O futebol torna visíveis, encena situações que ocorrem diariamente em quase todos os países do mundo e que, por isso, se naturalizam ou relativizam. Negócio peculiar e show em escala global, esse esporte também tem um poder educacional inigualável. Vinicius Juniors entendeu isso hoje, quando postou um vídeo com uma compilação de insultos racistas que recebe todo final de semana nos estádios de toda a Espanha. “Tenho um propósito na vida e se tiver que sofrer cada vez mais para que as futuras gerações não passem por situações semelhantes, estou pronto e preparado”, disse. Um atacante para mudar algo no mundo.

Cansado de ouvir “macaco”, “negro safado” e “vai apanhar banana”, o craque brasileiro reagiu assim à expulsão que recebeu no jogo com o Valência, depois de denunciar que um adepto lhe fez gestos de macaco. A partida foi suspensa por oito minutos e Vinícius, que não quis continuar jogando, foi expulso por cartão vermelho que foi posteriormente anulado. “Não foi a primeira vez, nem a segunda, nem a terceira. O racismo é normal na LaLiga. A competição acredita que é normal, a Federação também e os adversários incentivam”.

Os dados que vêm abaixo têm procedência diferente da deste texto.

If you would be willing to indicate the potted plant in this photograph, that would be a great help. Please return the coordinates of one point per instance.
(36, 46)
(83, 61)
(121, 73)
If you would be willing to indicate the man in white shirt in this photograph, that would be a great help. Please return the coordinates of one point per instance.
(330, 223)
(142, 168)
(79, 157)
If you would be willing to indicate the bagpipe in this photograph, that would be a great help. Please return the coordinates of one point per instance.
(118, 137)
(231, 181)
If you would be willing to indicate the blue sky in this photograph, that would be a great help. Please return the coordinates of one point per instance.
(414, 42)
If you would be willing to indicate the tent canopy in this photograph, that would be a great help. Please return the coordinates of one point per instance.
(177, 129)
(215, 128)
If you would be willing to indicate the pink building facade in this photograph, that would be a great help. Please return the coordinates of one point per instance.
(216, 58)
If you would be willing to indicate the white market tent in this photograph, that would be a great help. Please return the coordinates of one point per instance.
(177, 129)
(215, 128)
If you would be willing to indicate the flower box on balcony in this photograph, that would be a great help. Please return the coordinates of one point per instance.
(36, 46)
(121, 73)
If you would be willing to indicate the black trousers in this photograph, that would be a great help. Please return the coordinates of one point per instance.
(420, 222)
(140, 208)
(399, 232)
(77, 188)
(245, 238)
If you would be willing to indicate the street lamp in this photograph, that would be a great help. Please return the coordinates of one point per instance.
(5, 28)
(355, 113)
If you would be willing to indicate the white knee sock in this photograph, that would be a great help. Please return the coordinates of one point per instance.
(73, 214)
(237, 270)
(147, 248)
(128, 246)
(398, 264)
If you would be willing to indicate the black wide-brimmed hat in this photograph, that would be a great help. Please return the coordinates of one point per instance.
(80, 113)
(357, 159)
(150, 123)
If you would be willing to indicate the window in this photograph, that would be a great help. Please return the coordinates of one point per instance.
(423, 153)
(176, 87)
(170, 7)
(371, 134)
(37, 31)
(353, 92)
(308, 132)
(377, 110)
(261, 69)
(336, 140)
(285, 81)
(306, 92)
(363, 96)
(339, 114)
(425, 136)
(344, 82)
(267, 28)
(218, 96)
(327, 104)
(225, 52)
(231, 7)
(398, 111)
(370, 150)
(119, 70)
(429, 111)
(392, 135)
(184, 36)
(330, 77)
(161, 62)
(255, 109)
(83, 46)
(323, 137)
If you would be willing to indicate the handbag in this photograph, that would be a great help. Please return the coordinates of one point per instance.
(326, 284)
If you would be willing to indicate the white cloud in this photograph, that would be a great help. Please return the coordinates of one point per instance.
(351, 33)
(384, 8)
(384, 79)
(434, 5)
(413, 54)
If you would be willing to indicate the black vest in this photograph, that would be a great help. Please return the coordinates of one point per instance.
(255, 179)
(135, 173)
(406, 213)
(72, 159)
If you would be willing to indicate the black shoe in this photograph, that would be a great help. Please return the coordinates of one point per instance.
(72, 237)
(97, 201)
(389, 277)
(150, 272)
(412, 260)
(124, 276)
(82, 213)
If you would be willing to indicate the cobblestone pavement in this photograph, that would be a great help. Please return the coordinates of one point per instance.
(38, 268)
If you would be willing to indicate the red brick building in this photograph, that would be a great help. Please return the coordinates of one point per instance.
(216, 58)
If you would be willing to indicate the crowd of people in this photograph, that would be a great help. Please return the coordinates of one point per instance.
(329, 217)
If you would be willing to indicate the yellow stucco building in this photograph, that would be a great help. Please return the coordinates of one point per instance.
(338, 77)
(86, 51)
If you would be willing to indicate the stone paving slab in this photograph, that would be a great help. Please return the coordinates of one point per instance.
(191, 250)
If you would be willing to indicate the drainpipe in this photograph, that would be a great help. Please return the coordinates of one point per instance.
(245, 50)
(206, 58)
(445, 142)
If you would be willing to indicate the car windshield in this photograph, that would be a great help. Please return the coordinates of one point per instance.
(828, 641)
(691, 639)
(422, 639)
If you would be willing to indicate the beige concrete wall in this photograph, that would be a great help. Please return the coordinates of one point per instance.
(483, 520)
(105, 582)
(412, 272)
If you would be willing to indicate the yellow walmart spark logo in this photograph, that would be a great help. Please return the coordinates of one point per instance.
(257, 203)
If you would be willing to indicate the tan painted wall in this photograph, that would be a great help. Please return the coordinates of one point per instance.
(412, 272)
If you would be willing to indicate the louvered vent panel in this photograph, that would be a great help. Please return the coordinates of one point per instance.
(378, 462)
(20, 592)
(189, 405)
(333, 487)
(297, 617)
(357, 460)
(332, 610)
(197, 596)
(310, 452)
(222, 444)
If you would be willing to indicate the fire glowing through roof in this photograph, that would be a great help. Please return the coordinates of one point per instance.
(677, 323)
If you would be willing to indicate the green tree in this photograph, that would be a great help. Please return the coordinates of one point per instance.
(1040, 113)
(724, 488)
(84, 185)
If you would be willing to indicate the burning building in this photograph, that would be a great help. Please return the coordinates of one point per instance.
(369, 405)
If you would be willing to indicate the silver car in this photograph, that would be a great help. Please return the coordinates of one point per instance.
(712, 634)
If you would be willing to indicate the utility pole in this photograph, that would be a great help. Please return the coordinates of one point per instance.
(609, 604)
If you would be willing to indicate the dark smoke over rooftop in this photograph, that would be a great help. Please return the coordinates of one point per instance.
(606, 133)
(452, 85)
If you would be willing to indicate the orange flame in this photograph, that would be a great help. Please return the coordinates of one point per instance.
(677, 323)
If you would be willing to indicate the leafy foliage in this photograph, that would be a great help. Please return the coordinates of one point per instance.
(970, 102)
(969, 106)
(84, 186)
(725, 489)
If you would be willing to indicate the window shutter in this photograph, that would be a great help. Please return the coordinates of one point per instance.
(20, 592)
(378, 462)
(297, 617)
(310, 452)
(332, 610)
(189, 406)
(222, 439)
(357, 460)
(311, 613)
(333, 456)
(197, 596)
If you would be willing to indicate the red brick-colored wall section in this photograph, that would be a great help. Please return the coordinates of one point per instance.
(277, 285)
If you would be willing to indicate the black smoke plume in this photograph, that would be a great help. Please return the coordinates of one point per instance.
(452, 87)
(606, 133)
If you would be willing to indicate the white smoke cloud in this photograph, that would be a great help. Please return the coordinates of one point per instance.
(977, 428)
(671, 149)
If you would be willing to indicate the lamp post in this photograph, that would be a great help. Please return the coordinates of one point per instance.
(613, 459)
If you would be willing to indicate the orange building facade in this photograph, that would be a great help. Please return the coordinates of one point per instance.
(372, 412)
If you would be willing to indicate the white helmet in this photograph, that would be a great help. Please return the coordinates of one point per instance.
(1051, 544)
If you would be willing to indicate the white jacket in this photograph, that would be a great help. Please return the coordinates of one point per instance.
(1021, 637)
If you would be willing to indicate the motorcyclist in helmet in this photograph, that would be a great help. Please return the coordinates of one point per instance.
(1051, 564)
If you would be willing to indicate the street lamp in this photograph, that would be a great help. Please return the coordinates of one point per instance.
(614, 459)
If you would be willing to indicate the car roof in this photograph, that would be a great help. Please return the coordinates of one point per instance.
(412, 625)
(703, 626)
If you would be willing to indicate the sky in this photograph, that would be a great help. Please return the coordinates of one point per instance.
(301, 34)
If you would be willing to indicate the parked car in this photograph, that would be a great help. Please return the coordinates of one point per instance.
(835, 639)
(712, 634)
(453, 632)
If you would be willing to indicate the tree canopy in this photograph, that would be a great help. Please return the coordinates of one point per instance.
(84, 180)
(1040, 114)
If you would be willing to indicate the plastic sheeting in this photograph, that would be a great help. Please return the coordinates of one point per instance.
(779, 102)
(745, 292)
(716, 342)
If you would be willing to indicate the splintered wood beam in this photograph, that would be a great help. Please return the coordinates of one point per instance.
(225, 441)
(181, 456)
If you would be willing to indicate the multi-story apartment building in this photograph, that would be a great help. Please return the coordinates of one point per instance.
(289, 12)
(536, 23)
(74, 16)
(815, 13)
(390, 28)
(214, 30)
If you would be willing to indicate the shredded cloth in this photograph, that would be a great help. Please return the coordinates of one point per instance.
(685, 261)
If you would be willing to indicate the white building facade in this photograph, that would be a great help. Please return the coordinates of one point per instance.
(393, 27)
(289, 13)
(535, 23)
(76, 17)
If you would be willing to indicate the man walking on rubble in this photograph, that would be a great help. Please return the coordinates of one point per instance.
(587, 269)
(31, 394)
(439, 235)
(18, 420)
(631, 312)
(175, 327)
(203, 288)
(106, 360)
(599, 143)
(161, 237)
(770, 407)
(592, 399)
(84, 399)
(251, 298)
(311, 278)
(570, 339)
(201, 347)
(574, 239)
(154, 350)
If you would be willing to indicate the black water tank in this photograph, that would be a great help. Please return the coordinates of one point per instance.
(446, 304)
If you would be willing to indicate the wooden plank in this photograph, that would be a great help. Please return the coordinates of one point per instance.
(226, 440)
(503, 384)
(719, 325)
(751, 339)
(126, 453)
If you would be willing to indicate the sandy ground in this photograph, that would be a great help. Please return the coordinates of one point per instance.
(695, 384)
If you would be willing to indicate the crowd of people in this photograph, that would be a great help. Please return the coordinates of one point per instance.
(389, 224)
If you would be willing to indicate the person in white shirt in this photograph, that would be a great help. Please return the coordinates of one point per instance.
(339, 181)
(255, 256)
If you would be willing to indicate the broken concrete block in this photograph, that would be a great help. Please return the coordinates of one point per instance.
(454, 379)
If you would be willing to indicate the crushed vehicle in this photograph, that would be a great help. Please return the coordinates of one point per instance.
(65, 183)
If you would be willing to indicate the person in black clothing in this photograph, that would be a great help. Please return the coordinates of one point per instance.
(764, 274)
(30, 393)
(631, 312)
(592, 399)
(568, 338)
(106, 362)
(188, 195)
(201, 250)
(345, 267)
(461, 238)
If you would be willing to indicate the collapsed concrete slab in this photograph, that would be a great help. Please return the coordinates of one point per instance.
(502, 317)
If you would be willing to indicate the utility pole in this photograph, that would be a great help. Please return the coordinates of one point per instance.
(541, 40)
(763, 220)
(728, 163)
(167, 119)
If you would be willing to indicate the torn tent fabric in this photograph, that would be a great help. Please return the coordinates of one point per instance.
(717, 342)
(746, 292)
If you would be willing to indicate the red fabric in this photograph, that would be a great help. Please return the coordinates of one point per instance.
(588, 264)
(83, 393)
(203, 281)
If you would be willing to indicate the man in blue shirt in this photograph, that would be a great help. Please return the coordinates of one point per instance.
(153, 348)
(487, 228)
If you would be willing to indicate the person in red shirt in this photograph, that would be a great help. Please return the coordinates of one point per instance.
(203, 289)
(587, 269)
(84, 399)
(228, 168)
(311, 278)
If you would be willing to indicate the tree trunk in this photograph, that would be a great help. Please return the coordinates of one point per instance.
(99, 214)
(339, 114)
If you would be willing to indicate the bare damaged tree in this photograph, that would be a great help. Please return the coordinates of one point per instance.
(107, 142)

O vídeo funcionou como um tapa na cara, principalmente para aquelas pessoas que negam uma história, ou uma realidade. O presidente da La Liga, Javier Tebas, defensor das sociedades anônimas no futebol e eleitor do Vox – partido de extrema-direita espanhol – ficou surpreso quando um jornalista fez uma pergunta:

—Quantos trabalhadores negros existem na LaLiga? –Ela lançou. Tebas ficou em silêncio. E então ele disse: “Bem, olha, nós não os contamos.”

Essa resposta foi melhor do que a que deu depois, quando relativizou os insultos racistas a Vinícius: “Os grandes jogadores, como Cristiano e Messi, foram os que mais receberam insultos, homofóbicos num caso e outro contra deficiência intelectual.”

A isso, e a tudo, os torcedores do Real Madrid responderam na última quarta-feira diante do Rayo Vallecano, quando exibiram uma bandeira no Fundo Sul com uma frase conclusiva: “Vinicius somos todos, basta”.

margens. A onda contra o racismo liderada por Vinicius Juniors atravessou o mundo e chegou à América Latina. Não só pela solidariedade que o presidente do Brasil, Lula, lhe enviou – “Não é possível, em pleno século 21, ter um preconceito racial tão forte em tantos estádios de futebol. É injusto que um menino pobre que tão bem na vida, que talvez venha a ser o melhor do mundo, seja insultado em todos os estádios em que joga”, afirmou o chefe de Estado brasileiro – ou porque o Cristo Redentor foi deixou o negro em solidariedade ao jogador de futebol, mas porque na Argentina esta semana, Hugo Rodallega se juntou ao que Vinicius tornou visível do outro lado do oceano.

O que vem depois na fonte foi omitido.